Fifth Grader Isaiah Hyun Shoots Hoops to Fund a Cancer Cure

September 6, 2016 | by Michael Easterling



Isaiah Hyun recently started back to school at Arroyo Vista Elementary in South Pasadena, California, ready to take on the world. Now a fifth grader, he is motivated to “do good,” not only in class, but for others as well.

When it came time to select a community service project as part of his classwork, Isaiah knew what he wanted to do: Raise money for cancer research at City of Hope. He used his skill on the basketball court as his platform, committing to eight free throws in a row to “Dunk on Cancer.”

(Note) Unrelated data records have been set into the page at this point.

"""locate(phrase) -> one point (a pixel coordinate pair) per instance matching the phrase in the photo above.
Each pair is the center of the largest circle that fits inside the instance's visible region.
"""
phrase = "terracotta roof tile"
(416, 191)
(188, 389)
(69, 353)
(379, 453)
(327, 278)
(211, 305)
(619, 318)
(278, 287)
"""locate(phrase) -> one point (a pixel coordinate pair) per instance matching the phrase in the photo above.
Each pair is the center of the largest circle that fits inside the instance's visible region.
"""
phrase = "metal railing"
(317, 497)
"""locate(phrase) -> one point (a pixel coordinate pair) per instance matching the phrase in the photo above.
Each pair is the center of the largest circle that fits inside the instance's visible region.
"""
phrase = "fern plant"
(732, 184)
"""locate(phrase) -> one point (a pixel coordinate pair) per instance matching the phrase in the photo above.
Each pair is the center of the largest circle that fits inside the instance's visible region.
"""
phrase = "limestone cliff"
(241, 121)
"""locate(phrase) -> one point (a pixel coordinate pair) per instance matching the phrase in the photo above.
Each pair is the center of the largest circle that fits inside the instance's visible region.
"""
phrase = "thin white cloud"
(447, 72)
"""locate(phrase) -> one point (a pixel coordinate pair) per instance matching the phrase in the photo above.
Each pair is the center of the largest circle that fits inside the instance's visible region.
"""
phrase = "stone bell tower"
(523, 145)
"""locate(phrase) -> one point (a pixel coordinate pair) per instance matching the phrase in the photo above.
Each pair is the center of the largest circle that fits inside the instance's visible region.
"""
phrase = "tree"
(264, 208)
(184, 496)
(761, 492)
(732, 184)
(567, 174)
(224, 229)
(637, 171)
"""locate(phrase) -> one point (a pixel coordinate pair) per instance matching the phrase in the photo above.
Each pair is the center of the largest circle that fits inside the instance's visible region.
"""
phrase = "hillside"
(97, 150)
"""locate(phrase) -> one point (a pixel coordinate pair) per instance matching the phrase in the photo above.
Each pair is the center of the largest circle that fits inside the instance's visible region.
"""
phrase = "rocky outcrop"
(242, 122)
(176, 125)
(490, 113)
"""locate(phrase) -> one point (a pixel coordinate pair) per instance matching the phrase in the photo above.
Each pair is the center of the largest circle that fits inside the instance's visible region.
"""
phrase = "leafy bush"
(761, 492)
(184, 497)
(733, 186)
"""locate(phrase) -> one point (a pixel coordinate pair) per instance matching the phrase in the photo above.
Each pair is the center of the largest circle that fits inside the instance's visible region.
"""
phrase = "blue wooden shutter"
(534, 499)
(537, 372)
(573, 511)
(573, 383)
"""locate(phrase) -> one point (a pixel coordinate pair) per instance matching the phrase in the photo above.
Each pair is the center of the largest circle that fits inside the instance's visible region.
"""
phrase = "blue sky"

"I wanted to help cancer victims because my family has experienced it,” says Isaiah, age 10. “My Auntie Caroline was diagnosed with cancer, and I felt sad because I thought my cousins would not experience having a mother to comfort them when it is hard in the world. Mothers are a big importance (sic) in a child’s life.” Caroline’s cancer is currently in remission.

Isaiah was also touched by a story of an 8-year-old girl who succumbed to brain cancer. “That’s why I chose eight free throws to shoot,” he explains. “For her. Those are the important reasons why I chose to support cancer research at City of Hope.” He told his dad he would like to specifically direct donations to research for pediatric cancers.



Hyun’s father, Stephen, helped his son organize the grassroots fundraiser, including creating a donation pledge page on Facebook. “We are so proud of Isaiah, of his project, and mostly proud of his generous heart,” he says.

Friends, family, teachers and classmates supported his cause and watched him make the hoop shots one by one, with a single-minded focus to give cancer the slam-dunk it deserves.

“I had a lot of stress at the beginning, because I thought I wouldn’t make all the shots,” Isaiah says. “But I am grateful because I helped kids sick with cancer.” 

For a young boy who is still figuring out fractions, Isaiah managed to generate $1,471.25 from shooting hoops. He proudly presented his check, made out to “City of Hope,” in front of the Spirit of Life® fountain of the Duarte campus. He wants to raise even more next time, he says.

“This is one of the biggest and meaningfulest (sic) projects I have ever done.”